Hello, friends. This past week, our small bit of Lake Ontario achieved perfect lake-skating conditions: the ice was clear and dark, at least 4 inches thick (much thicker in parts), and incredibly smooth, with no snow on top. We saw hundreds of people – and quite a few dogs – out there, skating and walking along kilometres of frozen water. The World Ice-Boat Championships took place, too.
I’ve always been a bit nervous about skating on the lake – it seems like such an obvious way to “win” a Darwin Award – but this year, we were confident about the conditions. We went on Saturday and loved it so much that we were back again on Sunday morning, despite the snow that had fallen overnight.
Stepping out from the beach is exciting but not at all frightening: the water is so shallow that if the ice were to break, you’d end up in knee-high water. It would be unpleasant but no big deal. Further out, it got really cool: we could see through several inches of ice down to the bottom of the lake. We even spotted a couple of shipwrecks that, usually, only divers get to see. The light on Saturday was softly luminous, idealizing everything it touched. On Sunday, the sunshine was so intense that the whole world looked glittering and supercharged, even through sunglasses.
Our neighbours were out there, the kids passed around a hockey puck, and even our three-year-old, who normally goes on strike when confronted with winter, stomped and danced around on the ice. It was profoundly exhilarating – a degree of emotional intensity that had less to do with the joy of skating in gorgeous weather and much more to do with the constant awareness that we were standing on water deep enough to drown us. All that separated us from hypothermia and drowning was a few inches of ice.
This, according to philosopher Edmund Burke, is the sublime. In his Philosophical Enquiry into the Origin of our Ideas of the Sublime and Beautiful (1757), Burke argued that experience of the sublime “excite[s] the ideas of pain, and danger… [it] operates in a manner analogous to terror… it is productive of the strongest emotion which the mind is capable of feeling”. (In contrast to the sublime, beauty is small, smooth, delicate and light – that is, pleasant and easily contained.) Burke’s theory had a huge impact on eighteenth-century literature, and also on luxury tourism. By the second half of the eighteenth century, privileged young Englishmen making their Grand Tours of Europe sought out the extreme peaks of the Swiss Alps, and revelled in remote locations during wild storms.

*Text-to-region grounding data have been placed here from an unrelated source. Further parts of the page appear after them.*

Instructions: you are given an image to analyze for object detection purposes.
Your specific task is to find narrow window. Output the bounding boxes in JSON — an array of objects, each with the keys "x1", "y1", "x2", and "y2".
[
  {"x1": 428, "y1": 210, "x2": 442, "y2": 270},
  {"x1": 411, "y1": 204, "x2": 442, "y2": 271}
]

The sublime inspires, terrifies, and reveals the puniness of human endeavour in extreme contrast to the natural world. This week, I discovered that it also lodges deep in your subconscious and haunts you long after the encounter is past. I don’t think of myself as a particularly anxious person, and I enjoyed our lake expeditions. The shiver of the sublime is, after all, a pleasurable one. But on Sunday night, after two consecutive days of sublimity on the lake, I had a fierce series of nightmares about skating into open water, falling through holes in the ice, and much worse.
In the early hours of Monday morning, I decided that I need a new strategy for dealing with the reality of lake-skating. It might be entirely too sublime for me.
What about you, readers? Have you had a nose-to-nose encounter with the sublime?